When followed closely, this recipe produces a hand sanitizer with the necessary alcohol concentration. However, it’s important to measure precisely.
“Careful attention should be paid to the ratio of key ingredients or else you run the risk of creating a formula that isn’t effective or is too harsh on your skin,” Kim says.
What you’ll need:
- 1 part aloe vera gel or glycerin
- 2 part isopropyl alcohol (rubbing alcohol) with a concentration of 91%
- Essential oil, such as lemon or lavender (this is an optional ingredient for scent)
- Clean containers for mixing and an air-tight container for storage
- Spoon or whisk for mixing
- Combine the aloe vera gel or glycerin with the isopropyl alcohol in a clean container. To get one cup of sanitizer, combine ⅓ cup of gel or glycerin with ⅔ cup of rubbing alcohol.
- Mix thoroughly with your spoon or whisk to ensure that the alcohol is evenly distributed throughout the gel.
- Stir in five drops of an essential oil, if you’re using it. This is entirely optional and is only meant to improve the scent of the sanitizer.
- Store the sanitizer in an air-tight container. Alcohol evaporates with time, so an air-tight container will keep your sanitizer effective for longer. A pump or squeeze bottle can minimize evaporation while keeping your sanitizer easily accessible — just make sure the container for your sanitizer is clean and air-tight.
Is DIY hand sanitizer safe and effective?
Homemade sanitizer is likely better than nothing. But commercially-made hand sanitizer is always better because it undergoes quality control to ensure effective alcohol content.
This is one of the downsides to homemade hand sanitizer: it’s hard to know the exact alcohol content.
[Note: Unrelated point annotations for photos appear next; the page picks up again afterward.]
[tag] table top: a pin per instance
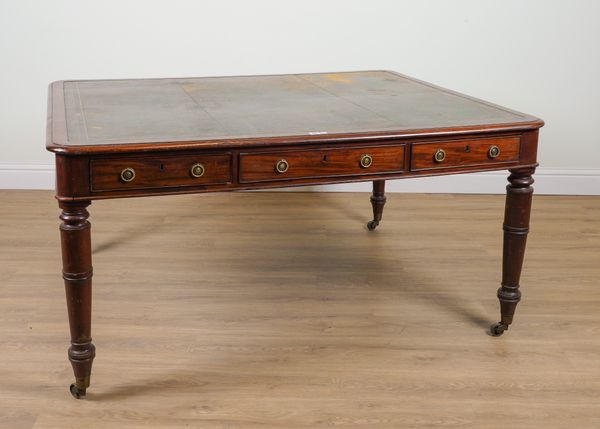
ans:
(241, 109)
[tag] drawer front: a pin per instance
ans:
(159, 172)
(464, 153)
(305, 164)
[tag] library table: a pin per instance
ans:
(145, 137)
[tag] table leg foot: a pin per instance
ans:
(77, 392)
(498, 329)
(377, 201)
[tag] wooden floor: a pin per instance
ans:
(280, 310)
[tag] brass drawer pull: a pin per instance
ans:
(366, 161)
(440, 155)
(127, 175)
(281, 166)
(494, 152)
(197, 170)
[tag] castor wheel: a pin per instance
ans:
(498, 329)
(77, 392)
(372, 224)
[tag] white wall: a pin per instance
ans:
(537, 56)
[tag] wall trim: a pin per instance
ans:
(548, 181)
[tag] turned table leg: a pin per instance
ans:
(516, 226)
(77, 273)
(377, 201)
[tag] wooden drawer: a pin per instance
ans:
(159, 171)
(314, 163)
(464, 153)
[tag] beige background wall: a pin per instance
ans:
(541, 57)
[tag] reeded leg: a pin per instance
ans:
(77, 273)
(377, 201)
(516, 227)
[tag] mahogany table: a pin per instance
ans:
(133, 138)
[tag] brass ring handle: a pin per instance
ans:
(197, 170)
(494, 152)
(366, 161)
(440, 155)
(282, 166)
(127, 174)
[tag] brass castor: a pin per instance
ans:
(498, 329)
(372, 224)
(77, 392)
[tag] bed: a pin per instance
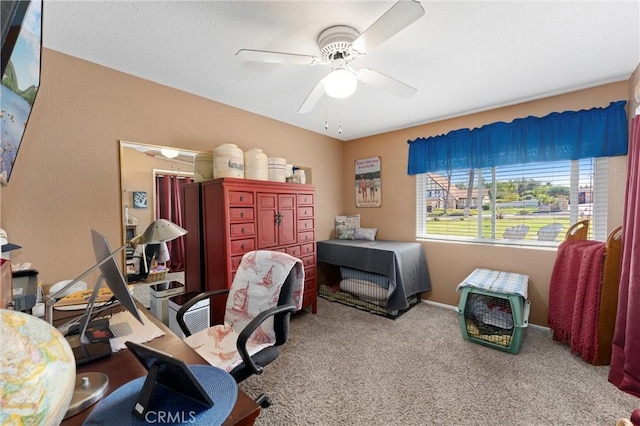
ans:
(583, 293)
(384, 277)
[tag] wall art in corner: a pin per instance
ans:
(368, 183)
(139, 200)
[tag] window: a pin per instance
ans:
(525, 204)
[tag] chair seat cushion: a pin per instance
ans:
(217, 345)
(255, 288)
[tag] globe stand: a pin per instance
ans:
(90, 388)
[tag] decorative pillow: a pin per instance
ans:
(344, 233)
(365, 234)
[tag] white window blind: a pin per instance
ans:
(525, 204)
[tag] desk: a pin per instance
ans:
(122, 367)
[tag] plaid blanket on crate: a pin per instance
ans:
(497, 281)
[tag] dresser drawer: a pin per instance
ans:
(293, 251)
(307, 236)
(305, 199)
(242, 230)
(242, 246)
(305, 211)
(309, 260)
(307, 249)
(305, 224)
(241, 198)
(241, 213)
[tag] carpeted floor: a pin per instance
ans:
(344, 366)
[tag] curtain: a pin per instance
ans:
(169, 206)
(569, 135)
(625, 357)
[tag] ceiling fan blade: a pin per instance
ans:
(276, 57)
(386, 83)
(310, 103)
(401, 15)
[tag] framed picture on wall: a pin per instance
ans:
(139, 200)
(368, 183)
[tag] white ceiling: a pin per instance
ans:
(461, 56)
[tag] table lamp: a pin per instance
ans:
(159, 231)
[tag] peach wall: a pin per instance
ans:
(450, 263)
(67, 177)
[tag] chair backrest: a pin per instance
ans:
(281, 321)
(578, 231)
(549, 232)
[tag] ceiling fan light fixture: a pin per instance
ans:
(340, 83)
(169, 153)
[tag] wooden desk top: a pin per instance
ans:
(122, 367)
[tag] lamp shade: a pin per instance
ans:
(340, 83)
(161, 231)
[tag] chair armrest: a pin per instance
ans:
(184, 308)
(246, 332)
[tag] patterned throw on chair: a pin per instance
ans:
(255, 288)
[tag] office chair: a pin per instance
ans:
(267, 288)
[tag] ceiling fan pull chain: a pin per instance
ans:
(326, 121)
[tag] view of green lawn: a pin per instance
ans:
(468, 227)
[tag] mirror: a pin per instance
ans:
(139, 166)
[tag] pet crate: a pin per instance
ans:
(493, 319)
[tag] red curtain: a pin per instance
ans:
(169, 206)
(625, 358)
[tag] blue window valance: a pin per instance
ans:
(569, 135)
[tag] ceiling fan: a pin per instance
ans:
(339, 46)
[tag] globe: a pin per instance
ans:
(37, 371)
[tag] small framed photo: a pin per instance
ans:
(139, 200)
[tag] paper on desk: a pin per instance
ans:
(139, 333)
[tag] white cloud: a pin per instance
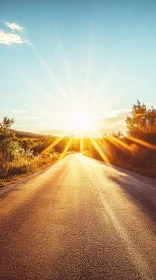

That’s why Ilyas and the doctors at her practice reserved commercially-made sanitizer for use with patients.
“We simply do not believe we can ensure the concentration of alcohol in each pump will be consistently high enough to kill viruses with our homemade version,” she says.
To make effective hand sanitizer at home, follow the recipe carefully and take some precautions, says Alan Dietrich, CEO of Crater Lake Spirits, a distillery that has started making hand sanitizer during the pandemic.
“Home recipes can be easily contaminated with an incorrect ingredient, measurement, or insufficient alcohol to kill germs,” Dietrich says. “If you choose to make hand sanitizer at home, it is vitally important you are working in a clean space, with clean tools, and you wash your hands thoroughly before beginning the process.”
Although the recipe is simple, finding ingredients for hand sanitizer may be challenging. You must use rubbing alcohol, which has a higher concentration of alcohol: no drinkable spirits are effective for sanitizing, Dietrich says.
How to properly use your homemade sanitizer
Homemade sanitizer is often more runny than commercially-made sanitizers, so it can be difficult to use, Dietrich says. A squeeze or pump container can make your homemade sanitizer easier to use without spilling.
To use hand sanitizer effectively, squeeze out enough to cover the full surface of your hands. Rub your hands together, coating all surfaces. Continue to rub your hands together until they are dry, which takes about 20 seconds.